Tarian dari Surga Kecil

Tak terasa perjalanan pulang menuju ke rumah begitu cepat. Tahu-tahu sudah sampai saja. Ajeng yang selama di perjalanan tertidur pulas, sedikit terkejut saat dibangunkan. Dia mendapati mobil yang ditumpangi sudah ada di halaman rumah.

“Kita sudah sampai, ya, Bun? Hooaam ….” Ajeng mengucek mata sambil menguap.

“Iya, Sayang. Kamu pules banget tidurnya, jadi nggak kerasa, ya?” tanya Bunda.

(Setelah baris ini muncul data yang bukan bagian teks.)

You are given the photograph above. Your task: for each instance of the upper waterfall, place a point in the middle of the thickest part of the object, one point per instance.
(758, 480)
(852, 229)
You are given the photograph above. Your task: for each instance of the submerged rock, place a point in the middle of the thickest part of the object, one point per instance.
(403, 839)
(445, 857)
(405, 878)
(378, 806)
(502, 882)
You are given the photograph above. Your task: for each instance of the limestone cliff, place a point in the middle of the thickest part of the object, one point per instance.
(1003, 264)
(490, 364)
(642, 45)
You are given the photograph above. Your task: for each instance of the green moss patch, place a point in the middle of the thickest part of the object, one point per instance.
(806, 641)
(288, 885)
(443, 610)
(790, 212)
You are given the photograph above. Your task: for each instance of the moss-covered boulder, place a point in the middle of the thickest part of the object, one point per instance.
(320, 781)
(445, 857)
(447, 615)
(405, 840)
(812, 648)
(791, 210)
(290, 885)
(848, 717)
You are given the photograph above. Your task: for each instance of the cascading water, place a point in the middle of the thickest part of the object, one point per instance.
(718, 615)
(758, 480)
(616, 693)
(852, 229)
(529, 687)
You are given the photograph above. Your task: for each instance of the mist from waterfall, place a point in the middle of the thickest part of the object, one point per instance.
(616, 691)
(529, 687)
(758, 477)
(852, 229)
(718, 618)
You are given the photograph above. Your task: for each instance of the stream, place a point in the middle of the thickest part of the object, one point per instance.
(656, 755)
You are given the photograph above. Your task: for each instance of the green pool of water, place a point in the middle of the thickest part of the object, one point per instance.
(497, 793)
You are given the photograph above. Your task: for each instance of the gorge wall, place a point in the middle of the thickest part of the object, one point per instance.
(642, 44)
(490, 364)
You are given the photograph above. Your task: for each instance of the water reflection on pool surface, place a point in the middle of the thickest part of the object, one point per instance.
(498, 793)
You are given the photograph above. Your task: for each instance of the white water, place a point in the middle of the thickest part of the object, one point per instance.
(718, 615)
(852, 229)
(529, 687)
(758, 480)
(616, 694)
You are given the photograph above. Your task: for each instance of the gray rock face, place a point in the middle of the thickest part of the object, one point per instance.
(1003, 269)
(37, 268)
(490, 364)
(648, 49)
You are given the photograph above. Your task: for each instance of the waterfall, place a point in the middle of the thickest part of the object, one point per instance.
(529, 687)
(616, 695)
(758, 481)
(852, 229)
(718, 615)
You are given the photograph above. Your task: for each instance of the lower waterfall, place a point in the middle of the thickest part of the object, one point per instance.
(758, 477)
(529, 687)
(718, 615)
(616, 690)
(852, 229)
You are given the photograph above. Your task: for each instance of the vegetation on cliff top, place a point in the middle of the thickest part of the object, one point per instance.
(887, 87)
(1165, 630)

Ajeng hanya menanggapi dengan menyeringai malu. Dibantu Bunda, Ajeng turun dari mobil. Sementara Ayah, mengeluarkan barang bawaan dari bagasi mobil. Mulanya, Ajeng hendak masuk ke kamar, tetapi Ayah memanggil.

“Ajeng! Sini, Nak.”

Masih dengan tongkat penyangga, Ajeng berjalan pelan. “Iya, Yah.”

Ayah menepuk sofa di sebelahnya, memberi isyarat agar Ajeng duduk.

“Ajeng, mulai besok diterapi kakinya, ya. Katanya, Ajeng ingin cepat sembuh, ‘kan?”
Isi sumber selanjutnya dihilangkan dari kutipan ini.